SharePoint Server – The patch is part of a larger cumulative update that addresses multiple vulnerabilities, including several remote code execution bugs. For SharePoint Subscription Edition, apply KB5002882 after reviewing the prerequisites:
- If you use SharePoint Workflow Manager, install KB5002799 first.
- If you use the Classic Workflow Manager, you must set a server debug flag (documented in the KB article) to keep workflows running.
- After running PSConfig, you must also set DisableActorTokenAudienceValidation to $true on the farm object. This is a temporary measure because a new validation feature caused a regression; Microsoft says current token checks remain active, but note this in your change log.
For SharePoint 2016 and 2019, match the appropriate KB packages to your farm’s language packs and server roles. One patched server doesn’t mean the farm is protected – every server that serves Office-related content must be updated.
Because the cumulative update bundles fixes for more severe flaws, don’t delay deployment just because CVE-2026-55027’s score is moderate. The risk of exploitation rises as details become public, and researchers often reverse-engineer patches quickly.
How we got here
CVE-2026-55027 was disclosed on July 14, 2026, as part of Microsoft’s monthly Patch Tuesday release.
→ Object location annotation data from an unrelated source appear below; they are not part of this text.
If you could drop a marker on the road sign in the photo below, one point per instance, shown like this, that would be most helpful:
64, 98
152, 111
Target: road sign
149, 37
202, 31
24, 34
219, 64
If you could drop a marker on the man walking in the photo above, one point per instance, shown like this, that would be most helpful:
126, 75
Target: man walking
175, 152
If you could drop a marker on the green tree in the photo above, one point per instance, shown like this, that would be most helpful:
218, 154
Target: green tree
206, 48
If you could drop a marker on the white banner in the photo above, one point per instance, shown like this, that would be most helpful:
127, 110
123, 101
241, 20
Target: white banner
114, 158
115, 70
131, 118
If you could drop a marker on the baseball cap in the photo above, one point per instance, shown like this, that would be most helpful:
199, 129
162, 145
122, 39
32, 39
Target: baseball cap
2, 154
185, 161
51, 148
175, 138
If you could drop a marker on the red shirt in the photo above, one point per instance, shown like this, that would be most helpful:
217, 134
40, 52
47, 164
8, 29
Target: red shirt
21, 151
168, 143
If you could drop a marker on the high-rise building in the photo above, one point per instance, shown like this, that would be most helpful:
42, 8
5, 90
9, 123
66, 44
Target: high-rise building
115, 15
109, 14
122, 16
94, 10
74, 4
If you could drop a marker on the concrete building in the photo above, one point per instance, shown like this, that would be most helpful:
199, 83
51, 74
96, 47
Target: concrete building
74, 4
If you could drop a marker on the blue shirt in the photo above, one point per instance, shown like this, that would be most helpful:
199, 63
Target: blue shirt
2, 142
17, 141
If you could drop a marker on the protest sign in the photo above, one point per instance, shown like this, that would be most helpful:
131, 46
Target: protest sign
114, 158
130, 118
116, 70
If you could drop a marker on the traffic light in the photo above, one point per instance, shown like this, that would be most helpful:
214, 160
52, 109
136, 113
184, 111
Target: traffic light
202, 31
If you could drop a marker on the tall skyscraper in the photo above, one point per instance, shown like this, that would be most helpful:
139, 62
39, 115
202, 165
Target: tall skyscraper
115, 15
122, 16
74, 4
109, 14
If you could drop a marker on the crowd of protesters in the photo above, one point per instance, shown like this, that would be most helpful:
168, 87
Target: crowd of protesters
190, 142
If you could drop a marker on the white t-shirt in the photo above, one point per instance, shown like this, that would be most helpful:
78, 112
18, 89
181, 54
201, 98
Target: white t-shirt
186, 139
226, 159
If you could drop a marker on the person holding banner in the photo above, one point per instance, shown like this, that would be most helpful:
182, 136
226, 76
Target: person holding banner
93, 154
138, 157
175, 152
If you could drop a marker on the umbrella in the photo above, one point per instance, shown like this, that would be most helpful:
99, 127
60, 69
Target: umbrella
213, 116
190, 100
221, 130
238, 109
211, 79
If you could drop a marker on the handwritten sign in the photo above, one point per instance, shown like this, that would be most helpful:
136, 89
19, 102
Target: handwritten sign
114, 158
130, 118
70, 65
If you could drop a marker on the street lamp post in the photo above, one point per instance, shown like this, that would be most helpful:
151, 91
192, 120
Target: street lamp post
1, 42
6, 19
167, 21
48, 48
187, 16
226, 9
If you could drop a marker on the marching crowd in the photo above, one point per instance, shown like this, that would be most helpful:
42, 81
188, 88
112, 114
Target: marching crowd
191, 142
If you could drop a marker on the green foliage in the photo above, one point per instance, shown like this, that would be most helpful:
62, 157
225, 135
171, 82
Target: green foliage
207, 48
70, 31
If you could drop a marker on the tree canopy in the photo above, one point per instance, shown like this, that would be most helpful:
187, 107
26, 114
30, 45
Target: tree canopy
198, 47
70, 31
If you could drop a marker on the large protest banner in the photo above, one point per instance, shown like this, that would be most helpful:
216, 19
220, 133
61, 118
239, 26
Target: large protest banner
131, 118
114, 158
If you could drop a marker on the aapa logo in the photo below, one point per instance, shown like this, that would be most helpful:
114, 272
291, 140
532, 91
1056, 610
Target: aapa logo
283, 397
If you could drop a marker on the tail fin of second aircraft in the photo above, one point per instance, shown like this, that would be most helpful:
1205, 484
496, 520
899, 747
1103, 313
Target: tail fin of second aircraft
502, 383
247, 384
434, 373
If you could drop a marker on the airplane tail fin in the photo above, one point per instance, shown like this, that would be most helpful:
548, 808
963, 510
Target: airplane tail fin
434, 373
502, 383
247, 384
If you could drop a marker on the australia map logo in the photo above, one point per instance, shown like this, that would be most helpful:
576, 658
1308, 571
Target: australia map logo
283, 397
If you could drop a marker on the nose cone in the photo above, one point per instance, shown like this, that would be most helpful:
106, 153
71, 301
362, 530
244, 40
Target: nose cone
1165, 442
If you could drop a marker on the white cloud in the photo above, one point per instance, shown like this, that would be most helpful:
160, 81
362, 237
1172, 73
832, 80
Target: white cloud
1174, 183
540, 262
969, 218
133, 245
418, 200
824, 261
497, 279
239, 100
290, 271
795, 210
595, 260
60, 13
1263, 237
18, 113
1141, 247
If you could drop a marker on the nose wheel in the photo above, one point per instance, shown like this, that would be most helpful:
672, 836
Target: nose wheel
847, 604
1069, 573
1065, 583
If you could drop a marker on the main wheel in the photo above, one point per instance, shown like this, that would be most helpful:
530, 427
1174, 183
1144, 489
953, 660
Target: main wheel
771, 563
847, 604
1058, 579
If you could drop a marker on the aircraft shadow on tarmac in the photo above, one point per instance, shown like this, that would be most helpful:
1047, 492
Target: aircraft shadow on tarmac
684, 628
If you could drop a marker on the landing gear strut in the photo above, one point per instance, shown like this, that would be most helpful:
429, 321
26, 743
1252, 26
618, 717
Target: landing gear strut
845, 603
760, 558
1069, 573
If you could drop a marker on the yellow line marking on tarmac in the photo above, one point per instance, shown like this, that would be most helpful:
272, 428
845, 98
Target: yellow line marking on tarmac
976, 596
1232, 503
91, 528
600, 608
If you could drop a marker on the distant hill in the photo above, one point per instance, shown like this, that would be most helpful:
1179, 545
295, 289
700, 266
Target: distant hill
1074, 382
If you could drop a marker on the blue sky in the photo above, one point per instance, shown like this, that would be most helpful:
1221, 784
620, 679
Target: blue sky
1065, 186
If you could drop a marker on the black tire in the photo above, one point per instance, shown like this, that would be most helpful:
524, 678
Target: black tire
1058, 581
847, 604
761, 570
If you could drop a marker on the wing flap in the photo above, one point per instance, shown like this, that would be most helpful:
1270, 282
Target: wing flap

The vulnerability was reported to Microsoft privately; no evidence of active exploitation exists, according to CISA’s SSVC assessment. The National Vulnerability Database is still enriching its entry, so an independent NVD score wasn’t available at publication time.
The relatively low public profile of the flaw shouldn’t fool you. Microsoft rarely classifies an Office information-disclosure bug as “Important” unless it genuinely risks leaking meaningful data. The lack of a public proof-of-concept now doesn’t mean one won’t appear – security researchers often publish detailed analyses within days of a patch, making it easier for attackers to weaponize the vulnerability.
Here’s what you should do now
- Update Office on all endpoints immediately. Use the built-in update mechanisms, and check the version number to confirm you’re past the vulnerable builds.
- Patch SharePoint servers as soon as testing allows. Prioritize farms that are internet-facing or process sensitive content.
- If patching must be delayed, implement temporary mitigations. Block risky file extensions at your email gateway, ensure Protected View is enabled (it opens files from the internet in a sandboxed mode), and remind users to treat unexpected attachments with suspicion.
- Verify your deployment. For SharePoint, run PSConfig on every box and check that the farm build number matches the patched level.
The bigger picture
CVE-2026-55027 might seem like a footnote next to the remote-code-execution nightmares also fixed this month, but it’s a reminder of why prompt patching matters. Information leaks can be the silent partners of more devastating attacks, and Office remains the primary tool for handling business-critical data. Microsoft hasn’t said whether the flaw exists in older, unsupported versions (Office 2010, 2013), but those versions are not being patched, so if you still run them, it’s long past time to upgrade.
We’ll continue to watch for any reports of exploitation or deeper technical write-ups. For now, the fix is the message: update now.